Theodiocy

In my dream, God was a jerk. I was a lawyer for the plaintiff: a man who had been crippled by a strange disease that turned him into a blue lizard. I hadn’t expected to talk to the big guy Himself, but I rose to the occasion. I suppose you know what I’m here for, I said. God had shapeshifted into a middle-aged, bearded white guy — an exact replica of myself, in fact. He imitated my every gesture like an obnoxious street mime. I began to lecture. Why don’t you act your age? Just as you have to obey the laws of physics, you’re not above ethics, either. He smirked. Homo sapiens is one species out of billions, a failed experiment, He said. But this universe — is it not also one of billions? I asked. Surely there must be other gods, then. If you’re not careful, one of them will hear our cries, come over here and kick your ass. He glowered. I took off down the stairs as fast as I could.

13 Replies to “Theodiocy”

  1. Great story.

    “But this universe — is it not also one of billions? I asked.” Have you been reading Mr. Hawking’s latest book? The Grand Design. He argues that the multiplicity of universes, and the inevitability of ours, rules out any specialness that might necessitate a God. Or something like that.

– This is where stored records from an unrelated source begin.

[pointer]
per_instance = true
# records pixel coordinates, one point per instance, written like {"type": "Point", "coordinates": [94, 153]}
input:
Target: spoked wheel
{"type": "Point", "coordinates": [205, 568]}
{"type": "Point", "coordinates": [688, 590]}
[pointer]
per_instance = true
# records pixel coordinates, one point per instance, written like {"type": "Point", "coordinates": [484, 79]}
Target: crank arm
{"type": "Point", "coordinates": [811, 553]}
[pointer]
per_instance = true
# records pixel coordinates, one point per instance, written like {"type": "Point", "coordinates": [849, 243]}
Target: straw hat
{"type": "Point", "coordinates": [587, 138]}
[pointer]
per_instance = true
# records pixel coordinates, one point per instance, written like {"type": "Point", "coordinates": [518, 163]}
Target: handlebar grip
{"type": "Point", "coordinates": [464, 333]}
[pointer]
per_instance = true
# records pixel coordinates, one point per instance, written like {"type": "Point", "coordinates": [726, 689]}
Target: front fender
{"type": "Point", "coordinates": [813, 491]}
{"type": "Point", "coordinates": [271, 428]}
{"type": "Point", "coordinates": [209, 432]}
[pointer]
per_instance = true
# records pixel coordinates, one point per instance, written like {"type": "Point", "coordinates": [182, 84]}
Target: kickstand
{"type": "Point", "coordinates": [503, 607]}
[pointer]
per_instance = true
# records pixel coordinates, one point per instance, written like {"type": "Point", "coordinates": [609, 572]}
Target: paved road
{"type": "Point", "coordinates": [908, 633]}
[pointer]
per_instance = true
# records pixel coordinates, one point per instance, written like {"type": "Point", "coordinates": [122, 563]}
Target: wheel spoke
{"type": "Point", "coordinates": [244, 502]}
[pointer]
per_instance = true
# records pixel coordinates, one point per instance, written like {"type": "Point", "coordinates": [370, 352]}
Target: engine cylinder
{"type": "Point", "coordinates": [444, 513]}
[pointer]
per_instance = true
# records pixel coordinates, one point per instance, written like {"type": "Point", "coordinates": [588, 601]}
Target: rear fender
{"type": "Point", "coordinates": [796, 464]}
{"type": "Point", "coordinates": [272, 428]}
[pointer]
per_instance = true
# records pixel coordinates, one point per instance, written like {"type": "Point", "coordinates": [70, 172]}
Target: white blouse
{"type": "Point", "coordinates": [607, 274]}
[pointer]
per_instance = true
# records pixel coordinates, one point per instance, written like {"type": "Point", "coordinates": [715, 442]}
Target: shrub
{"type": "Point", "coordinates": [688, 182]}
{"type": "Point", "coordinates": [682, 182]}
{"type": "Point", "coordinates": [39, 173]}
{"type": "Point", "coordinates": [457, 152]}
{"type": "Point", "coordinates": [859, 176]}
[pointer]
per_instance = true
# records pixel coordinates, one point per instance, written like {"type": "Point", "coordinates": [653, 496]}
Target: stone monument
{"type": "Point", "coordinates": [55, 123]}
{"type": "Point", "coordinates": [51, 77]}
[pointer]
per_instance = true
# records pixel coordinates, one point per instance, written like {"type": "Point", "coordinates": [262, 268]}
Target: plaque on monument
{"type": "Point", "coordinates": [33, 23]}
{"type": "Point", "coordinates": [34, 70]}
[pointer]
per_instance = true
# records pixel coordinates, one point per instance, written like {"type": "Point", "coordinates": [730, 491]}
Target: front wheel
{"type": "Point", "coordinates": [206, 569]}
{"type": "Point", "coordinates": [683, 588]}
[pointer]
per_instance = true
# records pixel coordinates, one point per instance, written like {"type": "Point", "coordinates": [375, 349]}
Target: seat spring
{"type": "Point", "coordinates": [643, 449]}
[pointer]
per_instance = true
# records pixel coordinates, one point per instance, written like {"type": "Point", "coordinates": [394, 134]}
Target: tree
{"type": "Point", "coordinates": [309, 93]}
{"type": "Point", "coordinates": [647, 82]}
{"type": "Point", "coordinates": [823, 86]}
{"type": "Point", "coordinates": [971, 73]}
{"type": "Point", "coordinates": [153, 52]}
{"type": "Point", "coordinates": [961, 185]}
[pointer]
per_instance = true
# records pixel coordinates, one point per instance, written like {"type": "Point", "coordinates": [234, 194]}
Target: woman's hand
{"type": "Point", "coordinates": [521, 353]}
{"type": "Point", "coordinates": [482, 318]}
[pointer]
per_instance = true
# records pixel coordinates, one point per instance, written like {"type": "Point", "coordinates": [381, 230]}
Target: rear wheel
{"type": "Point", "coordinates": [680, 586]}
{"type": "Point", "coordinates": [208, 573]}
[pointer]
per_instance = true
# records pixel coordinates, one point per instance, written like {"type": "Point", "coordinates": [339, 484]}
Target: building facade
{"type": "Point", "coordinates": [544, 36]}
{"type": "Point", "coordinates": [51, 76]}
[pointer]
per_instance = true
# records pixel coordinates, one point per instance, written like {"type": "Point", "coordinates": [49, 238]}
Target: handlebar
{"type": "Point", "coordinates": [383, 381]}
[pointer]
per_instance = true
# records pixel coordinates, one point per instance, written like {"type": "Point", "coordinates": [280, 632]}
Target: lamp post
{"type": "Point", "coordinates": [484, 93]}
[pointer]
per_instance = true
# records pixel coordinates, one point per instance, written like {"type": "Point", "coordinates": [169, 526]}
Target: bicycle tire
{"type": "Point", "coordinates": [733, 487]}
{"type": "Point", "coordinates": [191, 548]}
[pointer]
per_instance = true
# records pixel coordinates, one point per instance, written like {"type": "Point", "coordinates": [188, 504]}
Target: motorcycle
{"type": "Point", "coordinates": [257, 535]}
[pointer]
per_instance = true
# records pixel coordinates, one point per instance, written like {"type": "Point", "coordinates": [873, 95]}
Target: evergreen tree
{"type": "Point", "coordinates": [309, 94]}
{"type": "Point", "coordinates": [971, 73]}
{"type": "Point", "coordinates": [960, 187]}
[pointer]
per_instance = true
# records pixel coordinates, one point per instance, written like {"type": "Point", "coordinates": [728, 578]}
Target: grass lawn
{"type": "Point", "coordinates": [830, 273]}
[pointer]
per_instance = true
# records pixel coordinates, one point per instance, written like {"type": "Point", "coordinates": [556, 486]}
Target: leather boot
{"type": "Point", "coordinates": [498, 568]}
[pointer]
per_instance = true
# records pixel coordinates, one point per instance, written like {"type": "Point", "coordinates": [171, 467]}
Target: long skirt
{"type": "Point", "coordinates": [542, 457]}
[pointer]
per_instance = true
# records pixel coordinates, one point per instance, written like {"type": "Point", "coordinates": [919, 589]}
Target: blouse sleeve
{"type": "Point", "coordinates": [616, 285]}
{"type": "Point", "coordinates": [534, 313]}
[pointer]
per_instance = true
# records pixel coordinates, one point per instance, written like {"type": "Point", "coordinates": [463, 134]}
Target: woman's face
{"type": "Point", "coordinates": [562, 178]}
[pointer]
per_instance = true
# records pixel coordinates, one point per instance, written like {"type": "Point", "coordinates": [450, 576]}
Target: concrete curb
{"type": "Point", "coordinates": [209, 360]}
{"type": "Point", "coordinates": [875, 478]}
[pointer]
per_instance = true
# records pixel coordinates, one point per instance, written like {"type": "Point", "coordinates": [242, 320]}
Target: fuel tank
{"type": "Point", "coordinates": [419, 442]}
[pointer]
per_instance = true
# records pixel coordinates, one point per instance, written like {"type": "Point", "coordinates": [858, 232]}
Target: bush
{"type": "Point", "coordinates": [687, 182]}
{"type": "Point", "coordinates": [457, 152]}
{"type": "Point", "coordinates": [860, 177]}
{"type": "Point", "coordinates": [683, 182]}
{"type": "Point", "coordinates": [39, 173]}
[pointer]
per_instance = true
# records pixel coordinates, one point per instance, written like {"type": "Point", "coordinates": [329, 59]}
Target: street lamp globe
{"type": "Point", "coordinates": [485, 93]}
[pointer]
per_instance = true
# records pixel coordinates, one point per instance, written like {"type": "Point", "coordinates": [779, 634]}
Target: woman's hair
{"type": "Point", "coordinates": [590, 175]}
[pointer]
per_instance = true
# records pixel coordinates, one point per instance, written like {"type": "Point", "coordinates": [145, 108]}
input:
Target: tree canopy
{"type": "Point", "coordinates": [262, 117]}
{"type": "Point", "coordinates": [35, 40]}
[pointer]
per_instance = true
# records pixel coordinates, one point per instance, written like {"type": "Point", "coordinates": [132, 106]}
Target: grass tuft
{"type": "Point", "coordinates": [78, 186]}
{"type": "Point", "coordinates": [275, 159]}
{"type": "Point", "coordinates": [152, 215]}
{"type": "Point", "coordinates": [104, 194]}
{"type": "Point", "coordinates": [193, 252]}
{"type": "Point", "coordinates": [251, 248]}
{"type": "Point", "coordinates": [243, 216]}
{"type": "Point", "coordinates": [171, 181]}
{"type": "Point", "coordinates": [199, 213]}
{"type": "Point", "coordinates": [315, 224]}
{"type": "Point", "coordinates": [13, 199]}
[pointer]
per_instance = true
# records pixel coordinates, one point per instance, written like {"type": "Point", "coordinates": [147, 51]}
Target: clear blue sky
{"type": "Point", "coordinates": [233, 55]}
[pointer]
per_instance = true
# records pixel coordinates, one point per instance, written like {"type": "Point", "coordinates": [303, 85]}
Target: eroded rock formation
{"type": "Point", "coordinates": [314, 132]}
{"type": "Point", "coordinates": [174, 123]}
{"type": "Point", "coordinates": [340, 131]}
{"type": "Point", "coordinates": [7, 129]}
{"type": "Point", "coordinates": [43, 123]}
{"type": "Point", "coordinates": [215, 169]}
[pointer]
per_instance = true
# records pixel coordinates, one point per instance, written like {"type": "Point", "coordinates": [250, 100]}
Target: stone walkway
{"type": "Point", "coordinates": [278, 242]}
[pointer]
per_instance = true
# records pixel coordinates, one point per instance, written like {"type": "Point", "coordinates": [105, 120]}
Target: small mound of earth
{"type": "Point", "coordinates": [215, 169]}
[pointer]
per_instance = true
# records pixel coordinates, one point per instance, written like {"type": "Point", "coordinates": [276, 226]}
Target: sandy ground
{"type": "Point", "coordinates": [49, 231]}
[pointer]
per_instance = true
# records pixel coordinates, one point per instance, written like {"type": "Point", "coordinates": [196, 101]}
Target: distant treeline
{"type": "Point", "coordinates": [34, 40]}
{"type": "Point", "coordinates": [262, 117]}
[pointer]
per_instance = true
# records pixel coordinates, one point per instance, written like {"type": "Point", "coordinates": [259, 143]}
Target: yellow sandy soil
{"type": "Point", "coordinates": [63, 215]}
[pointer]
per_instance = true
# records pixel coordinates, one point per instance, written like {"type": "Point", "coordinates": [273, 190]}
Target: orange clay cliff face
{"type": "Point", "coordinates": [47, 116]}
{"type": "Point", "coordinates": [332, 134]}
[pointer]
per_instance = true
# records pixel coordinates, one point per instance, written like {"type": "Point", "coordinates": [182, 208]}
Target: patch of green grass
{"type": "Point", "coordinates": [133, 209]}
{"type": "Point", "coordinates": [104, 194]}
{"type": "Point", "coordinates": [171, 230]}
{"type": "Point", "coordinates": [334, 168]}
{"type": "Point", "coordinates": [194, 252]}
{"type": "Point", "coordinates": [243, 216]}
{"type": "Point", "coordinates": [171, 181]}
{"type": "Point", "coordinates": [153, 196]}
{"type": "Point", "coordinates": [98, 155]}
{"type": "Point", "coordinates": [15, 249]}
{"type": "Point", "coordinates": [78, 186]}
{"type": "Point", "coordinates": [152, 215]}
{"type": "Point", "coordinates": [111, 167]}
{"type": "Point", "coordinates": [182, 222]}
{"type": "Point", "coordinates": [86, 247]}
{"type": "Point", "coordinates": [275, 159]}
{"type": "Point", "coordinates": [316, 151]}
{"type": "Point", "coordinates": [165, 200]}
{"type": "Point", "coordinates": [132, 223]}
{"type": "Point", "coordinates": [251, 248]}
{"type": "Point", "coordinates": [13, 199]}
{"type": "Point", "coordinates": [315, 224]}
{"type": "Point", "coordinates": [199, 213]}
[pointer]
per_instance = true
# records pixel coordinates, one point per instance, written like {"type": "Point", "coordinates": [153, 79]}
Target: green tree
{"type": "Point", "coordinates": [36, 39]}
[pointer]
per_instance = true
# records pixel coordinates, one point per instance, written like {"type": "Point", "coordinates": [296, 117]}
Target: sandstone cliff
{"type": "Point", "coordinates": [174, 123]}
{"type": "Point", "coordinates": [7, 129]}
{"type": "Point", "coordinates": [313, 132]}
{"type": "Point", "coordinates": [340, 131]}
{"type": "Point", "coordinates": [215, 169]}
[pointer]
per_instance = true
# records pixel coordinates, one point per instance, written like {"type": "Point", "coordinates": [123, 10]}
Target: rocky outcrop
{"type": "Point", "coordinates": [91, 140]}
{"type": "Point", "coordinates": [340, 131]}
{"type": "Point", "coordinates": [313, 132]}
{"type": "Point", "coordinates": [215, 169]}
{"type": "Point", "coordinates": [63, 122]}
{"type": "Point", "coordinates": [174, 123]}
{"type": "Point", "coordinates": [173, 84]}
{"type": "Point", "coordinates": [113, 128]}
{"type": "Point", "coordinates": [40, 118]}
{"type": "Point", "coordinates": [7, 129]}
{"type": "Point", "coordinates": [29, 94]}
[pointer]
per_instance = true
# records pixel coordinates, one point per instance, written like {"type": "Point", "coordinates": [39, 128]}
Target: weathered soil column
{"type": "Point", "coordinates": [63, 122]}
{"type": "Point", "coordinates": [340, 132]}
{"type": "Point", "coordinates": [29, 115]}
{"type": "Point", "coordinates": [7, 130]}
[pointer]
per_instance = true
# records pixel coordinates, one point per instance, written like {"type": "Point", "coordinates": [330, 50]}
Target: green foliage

  2. I like the story. Good luck with the running. If He is everywhere, He should be waiting for you just around the corner.
    Nice.

    1. Well, I don’t think this was the kind of deity who’s omnipresent. (But even in the Bible, we see a God who is obviously more present in some places — Mt. Sinai/Horeb/Zion, the ark — than others.)

  3. Hmmm … god looks a lot like you? Hmmmm …
    Thank you for your imaginative description of your dream offering a place for me to take off in imagining, writing about god.
    Grateful especially for your blog post and Ebert for leading me to theodiocy.